Interessanterweise fiel die fleckenlose Phase zwischen 1645 bis 1715 mit einer kühlen Epoche der Kleinen Eiszeit zusammen, die vor allem auf der nördlichen Erdhalbkugel ausgeprägt war, allerdings schon vor Beginn des Maunder-Minimums einsetzte. Inwiefern diese Kaltphase auch einer inaktiven Sonne geschuldet ist, wird noch heute diskutiert. Auch andere Faktoren, wie Vulkanausbrüche sowie Änderungen der Erdumlaufbahn um die Sonne können die Phase der Kleinen Eiszeit verstärkt haben. Gesichert ist, dass es in jenen Jahrzehnten von Nordamerika über Europa bis nach Asien zahlreiche extrem kalte Winter gab!
Rudolf Wolf konnte dank tausender Aufzeichnungen aus dem Zeitraum vom 17. bis 19. Jahrhundert die Entwicklung der Sonnenflecken bis in die Zeit von Galilei zurück rekonstruieren. Dabei fiel ihm ab 1749 das von Samuel Heinrich Schwabe beschriebene regelmässige Auf- und Ab der Sonnenfleckenhäufigkeit mit einer Periode von rund 11 Jahren auf. Wolf nummerierte die Sonnenzyklen, beginnend mit dem nullten Zyklus im Jahr 1749. Alle Zyklen davor tragen negative Zahlen.
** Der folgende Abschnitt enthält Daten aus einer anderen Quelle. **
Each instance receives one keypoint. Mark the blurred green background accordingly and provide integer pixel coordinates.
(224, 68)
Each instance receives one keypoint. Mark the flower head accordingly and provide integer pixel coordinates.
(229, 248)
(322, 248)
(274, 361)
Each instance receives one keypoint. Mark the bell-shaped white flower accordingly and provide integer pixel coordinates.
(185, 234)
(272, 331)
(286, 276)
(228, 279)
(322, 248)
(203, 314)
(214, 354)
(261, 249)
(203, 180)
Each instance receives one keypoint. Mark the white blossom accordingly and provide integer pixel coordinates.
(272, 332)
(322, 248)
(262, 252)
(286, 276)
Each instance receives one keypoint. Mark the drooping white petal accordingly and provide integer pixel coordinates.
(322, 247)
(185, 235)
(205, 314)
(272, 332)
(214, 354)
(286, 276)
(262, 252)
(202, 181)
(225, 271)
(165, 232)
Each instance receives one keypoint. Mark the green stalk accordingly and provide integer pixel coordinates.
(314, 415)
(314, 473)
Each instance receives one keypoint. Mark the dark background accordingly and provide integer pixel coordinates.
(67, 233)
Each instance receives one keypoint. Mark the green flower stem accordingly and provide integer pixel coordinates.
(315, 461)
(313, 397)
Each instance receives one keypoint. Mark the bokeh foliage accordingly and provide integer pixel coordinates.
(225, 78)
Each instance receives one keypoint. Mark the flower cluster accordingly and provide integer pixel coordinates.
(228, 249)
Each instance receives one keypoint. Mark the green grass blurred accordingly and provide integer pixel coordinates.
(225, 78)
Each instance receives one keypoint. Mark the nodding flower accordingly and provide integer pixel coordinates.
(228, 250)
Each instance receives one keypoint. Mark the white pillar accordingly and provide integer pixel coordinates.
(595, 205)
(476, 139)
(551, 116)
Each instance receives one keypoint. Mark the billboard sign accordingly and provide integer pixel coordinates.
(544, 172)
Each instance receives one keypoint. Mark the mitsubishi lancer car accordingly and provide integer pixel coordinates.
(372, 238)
Was geschieht auf der Sonne alle rund 11, respektive 22 Jahre?
Der bekannte 11-Jahres-Sonnenzyklus wird auch «Schwabe-Zyklus» genannt. Die Ursache liegt in der Umpolung des solaren Magnetfeldes. Alle 11 Jahre sind die magnetischen Pole vertauscht, und nach 22 Jahren wird wieder der magnetische Ursprungszustand erreicht. Seit Langem rätseln die Wissenschaftler, was sich unter der «Sonnenoberfläche» wirklich abspielt und was hinter dem Zyklus genau steckt. Die Schicht aus heissem Plasma (elektrisch leitendes Gas) reicht bis in eine Tiefe von 200'000 km. In dieser «Kugelschale» ist das Plasma im wörtlichen Sinne am Kochen und ständig in Bewegung. Wir nennen diese Zone auch Konvektionszone, wo heisse Gase aufsteigen und «kühlere» absinken. Unlängst haben Forscher herausgefunden, dass es sich um eine einfache Strömungsgeometrie handelt; es findet eine Art Umwälzung des Plasmas alle 22 Jahre (Hale-Zyklus) statt. Die in Richtung Äquator verlaufende Strömung lässt daher Sonnenflecken während eines ganzen Zyklus stets näher an den Äquator heranrücken (Beobachtungen von Spörer).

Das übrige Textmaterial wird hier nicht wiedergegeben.